Visually The Hate U Give perfectly mirrored the story by using warm hues to reflect Starr’s home life and a colder palette for her school life. Her community may not be as affluent, but it is more real and fully engaged in life than the simulacrum of school life, which was familiar yet did not reflect my private school experience. The movie clearly communicated by showing, not telling. My pet peeve with most movies and TV shows is that when schools are depicted, we don’t get many classroom scenes, which made movies such as Hereditary and Halloween more relatable and engaging for me. There are no adults in that world, and there is a lot of concern the impact that this controversy will have on her academic career then nothing happens-not concern, expulsion, nada. Otherwise I thought it was well done.
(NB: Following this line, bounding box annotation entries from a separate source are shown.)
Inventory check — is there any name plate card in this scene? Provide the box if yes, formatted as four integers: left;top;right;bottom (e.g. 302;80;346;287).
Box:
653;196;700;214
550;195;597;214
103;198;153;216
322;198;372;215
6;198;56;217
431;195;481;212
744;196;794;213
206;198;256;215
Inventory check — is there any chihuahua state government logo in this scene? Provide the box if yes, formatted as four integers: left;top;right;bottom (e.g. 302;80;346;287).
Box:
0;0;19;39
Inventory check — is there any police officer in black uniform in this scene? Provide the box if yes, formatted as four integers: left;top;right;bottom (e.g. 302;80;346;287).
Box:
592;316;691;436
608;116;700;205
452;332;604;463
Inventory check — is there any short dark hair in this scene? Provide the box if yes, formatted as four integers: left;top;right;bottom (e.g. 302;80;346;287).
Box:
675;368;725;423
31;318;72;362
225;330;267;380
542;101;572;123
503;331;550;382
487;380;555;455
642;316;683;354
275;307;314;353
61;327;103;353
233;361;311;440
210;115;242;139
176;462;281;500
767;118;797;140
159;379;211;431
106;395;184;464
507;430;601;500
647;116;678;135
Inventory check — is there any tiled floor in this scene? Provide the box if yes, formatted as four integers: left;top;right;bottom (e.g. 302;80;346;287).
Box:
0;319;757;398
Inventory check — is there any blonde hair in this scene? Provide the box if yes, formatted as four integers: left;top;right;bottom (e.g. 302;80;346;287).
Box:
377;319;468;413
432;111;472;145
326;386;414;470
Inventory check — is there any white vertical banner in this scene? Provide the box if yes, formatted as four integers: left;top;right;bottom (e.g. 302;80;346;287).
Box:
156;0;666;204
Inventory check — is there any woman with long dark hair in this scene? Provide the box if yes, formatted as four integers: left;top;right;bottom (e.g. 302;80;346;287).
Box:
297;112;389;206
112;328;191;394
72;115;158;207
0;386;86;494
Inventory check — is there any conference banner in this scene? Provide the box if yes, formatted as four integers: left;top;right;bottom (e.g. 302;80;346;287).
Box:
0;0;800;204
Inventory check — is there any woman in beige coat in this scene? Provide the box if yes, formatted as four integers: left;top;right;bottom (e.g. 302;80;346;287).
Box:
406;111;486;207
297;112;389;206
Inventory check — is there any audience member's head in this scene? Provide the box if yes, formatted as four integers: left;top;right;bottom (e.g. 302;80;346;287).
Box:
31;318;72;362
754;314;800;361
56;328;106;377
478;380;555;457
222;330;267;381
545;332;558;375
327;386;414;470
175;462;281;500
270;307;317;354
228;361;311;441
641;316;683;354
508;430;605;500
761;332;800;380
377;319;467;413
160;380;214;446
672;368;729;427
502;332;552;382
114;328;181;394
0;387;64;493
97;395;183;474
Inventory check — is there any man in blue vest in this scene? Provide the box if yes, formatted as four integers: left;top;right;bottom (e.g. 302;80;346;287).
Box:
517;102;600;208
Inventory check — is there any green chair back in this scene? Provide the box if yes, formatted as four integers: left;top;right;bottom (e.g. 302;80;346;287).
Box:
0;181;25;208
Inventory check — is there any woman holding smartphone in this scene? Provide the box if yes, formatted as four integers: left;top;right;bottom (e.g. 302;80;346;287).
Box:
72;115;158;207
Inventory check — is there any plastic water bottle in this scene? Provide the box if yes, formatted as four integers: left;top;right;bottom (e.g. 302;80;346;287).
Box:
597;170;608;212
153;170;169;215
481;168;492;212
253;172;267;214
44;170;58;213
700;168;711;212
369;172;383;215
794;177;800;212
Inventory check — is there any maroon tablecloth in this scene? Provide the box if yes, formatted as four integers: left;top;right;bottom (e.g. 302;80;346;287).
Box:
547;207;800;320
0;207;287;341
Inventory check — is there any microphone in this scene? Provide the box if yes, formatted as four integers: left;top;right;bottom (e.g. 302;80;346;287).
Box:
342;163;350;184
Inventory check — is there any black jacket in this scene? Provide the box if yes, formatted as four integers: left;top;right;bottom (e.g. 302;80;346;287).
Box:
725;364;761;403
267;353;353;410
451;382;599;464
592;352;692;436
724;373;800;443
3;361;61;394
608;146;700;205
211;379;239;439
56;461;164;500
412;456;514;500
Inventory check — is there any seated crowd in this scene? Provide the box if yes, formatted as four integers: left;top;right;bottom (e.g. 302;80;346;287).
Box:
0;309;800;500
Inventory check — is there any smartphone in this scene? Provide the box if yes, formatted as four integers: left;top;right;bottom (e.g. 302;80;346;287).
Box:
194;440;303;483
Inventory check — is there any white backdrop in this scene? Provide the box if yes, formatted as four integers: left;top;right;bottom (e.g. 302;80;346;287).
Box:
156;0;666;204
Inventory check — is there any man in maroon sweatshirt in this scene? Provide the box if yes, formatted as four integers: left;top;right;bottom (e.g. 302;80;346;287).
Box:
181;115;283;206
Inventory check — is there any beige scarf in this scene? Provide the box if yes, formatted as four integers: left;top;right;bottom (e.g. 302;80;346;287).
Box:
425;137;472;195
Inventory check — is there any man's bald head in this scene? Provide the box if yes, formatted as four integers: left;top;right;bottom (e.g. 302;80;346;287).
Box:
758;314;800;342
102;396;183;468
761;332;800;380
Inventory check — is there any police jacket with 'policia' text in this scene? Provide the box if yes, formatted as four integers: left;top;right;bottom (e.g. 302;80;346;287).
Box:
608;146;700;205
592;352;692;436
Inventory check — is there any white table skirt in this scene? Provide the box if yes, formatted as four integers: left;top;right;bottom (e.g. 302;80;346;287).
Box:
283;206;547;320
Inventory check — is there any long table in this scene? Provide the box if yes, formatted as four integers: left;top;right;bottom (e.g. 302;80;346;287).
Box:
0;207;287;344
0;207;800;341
I am so happy for Russell Hornsby. After Grimm ended, he hit the theaters strong in Fences and now as Starr’s father in The Hate U Give. Regina Hall is always perfect and has had a banner year to display her talents in this movie and Support the Girls. Karen Kendrick needs more work because her performance had layers of bravado and sensitivity that made her character, Iesha, more textured than expected. In one scene during the denouement, she was going for the Viola Davis steal that scene from the star award as she pretended not to care about her kids while desperately worrying about them. Even Issa Rae got to stretch herself as a civil rights attorney.
I try to eliminate kids’ movies from my viewing list because time is short, and there are so many movies, but I am happy that I made an exception with The Hate U Give, which I found quite moving in spite of the amount of cynicism that I bring to the viewing experience. Maybe it is a smidge longer than necessary, but with such an absorbing story and an excellent cast, it is understandable that you don’t want to leave them.